The musical immediacy is overlapped by a spontaneous and unprecedented lyrical immediacy (foreshadowed by "Thanks Rome" the previous year): Antonello in this album lets himself free, liberates himself with vigorous conviction of his inner torments, and precisely for this "Heart" is a sincere, moving, and absolutely not artificial album, which conveys significant energy and good humor to the listener.
No drop in tone across these eight tracks, of which five immediately become authentic and essential cornerstones of all of Vendittiana’s production: the extremely inspired "Night Before Exams" (entirely on piano with the famous orchestral crescendo ending), the photographic "Here", the hit "You Would Need a Friend", the electric reggae of "Piero and Cinzia", and the wonderful "Star", a sincere hymn to hope devoid of rhetoric.
But it would be unfair not to mention "No Video Ever" (the suggestive clear piano notes playing the melody of the refrain), the powerful "It’s Not Cocaine" (with two minutes of instrumental outro between keyboard and electric guitar solos, spiced with Simmons bursts), and above all the very amusing "The Optimist", an effective satire of the socialist in power who had less than nothing of "socialist". The track, which at the time angered the Craxians (famous is Bobo Craxi’s warning), in hindsight is clearly ahead of its time: the verse "he has a serious and frowning look when he talks at length about the State, but then he lights up immensely when lunch time comes" brings back the memory of the "Clean Hands" investigation which only eight years later would finally shed light on all the "magna-magna" of that political class that everyone knew about but no one talked about (for the record, Beppe Grillo would do it at Sanremo 1986 with the famous joke about the socialists in China, and it would cost him a long expulsion from state TV).

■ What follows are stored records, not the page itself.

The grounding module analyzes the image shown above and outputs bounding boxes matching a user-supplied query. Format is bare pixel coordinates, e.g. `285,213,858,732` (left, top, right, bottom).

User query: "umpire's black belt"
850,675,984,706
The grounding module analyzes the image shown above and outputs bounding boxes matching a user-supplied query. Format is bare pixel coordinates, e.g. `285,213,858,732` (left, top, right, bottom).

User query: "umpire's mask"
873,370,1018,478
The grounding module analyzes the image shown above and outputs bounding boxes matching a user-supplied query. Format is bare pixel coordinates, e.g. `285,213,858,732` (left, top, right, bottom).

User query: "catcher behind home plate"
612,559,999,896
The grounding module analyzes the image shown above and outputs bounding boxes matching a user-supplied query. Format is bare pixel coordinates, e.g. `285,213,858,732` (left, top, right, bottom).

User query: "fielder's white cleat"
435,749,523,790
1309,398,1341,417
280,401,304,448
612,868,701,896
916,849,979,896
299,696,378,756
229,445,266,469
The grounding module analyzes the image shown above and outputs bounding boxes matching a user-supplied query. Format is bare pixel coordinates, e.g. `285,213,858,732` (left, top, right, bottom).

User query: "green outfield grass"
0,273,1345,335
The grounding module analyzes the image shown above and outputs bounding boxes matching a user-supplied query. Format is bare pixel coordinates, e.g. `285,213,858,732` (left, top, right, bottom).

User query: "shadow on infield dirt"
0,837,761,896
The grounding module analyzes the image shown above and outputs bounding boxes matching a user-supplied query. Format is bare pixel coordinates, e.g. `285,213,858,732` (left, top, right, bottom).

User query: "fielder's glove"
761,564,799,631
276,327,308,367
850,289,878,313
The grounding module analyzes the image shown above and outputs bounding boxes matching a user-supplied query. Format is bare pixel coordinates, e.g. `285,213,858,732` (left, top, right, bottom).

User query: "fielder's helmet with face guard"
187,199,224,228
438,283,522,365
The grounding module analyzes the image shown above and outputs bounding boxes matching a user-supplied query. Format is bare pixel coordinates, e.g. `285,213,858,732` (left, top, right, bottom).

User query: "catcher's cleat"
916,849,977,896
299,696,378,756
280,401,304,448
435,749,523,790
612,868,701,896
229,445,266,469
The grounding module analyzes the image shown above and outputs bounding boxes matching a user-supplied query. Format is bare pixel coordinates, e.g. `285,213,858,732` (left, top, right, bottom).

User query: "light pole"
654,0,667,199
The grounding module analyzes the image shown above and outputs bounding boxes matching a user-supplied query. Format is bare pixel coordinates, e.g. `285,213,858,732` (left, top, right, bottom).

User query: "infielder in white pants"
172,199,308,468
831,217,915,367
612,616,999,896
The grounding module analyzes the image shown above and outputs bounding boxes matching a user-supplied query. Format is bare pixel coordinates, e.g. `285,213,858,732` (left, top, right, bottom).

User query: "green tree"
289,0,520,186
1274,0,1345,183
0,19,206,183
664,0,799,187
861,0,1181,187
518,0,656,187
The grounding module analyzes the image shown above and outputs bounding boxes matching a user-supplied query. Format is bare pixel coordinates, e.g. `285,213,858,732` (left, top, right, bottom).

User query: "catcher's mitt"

Venditti’s essential discography can ideally be divided into three phases: the "committed" one (1972-1977), the "transitional" one (1978-1982), and the "sentimental" one (1983-1992), which find their respective highest expressions in "Lilly" (the absolute masterpiece, in the opinion of who writes, and first great public success, 1975), in "Under the Sign of the Fish" (Italian best-seller of 1978), and in "Heart".
From the second half of the '80s to the early '90s, Venditti’s music would follow the path traced by "Heart", albeit with a few too many smudges, but it would deliver unprecedented greater success to the singer-songwriter: "Heart" would be the best-selling Italian album of new material between 1984 and 1985, "Venditti and Secrets" would be in 1986-1987, "In This World of Thieves" (1,500,000 copies!) in 1988-1989, "Welcome to Paradise" (another 1,500,000 copies!) in 1991-1992.
Cuore gave me plenty, back in those distant 80s.
Antonello marked all the happy moments.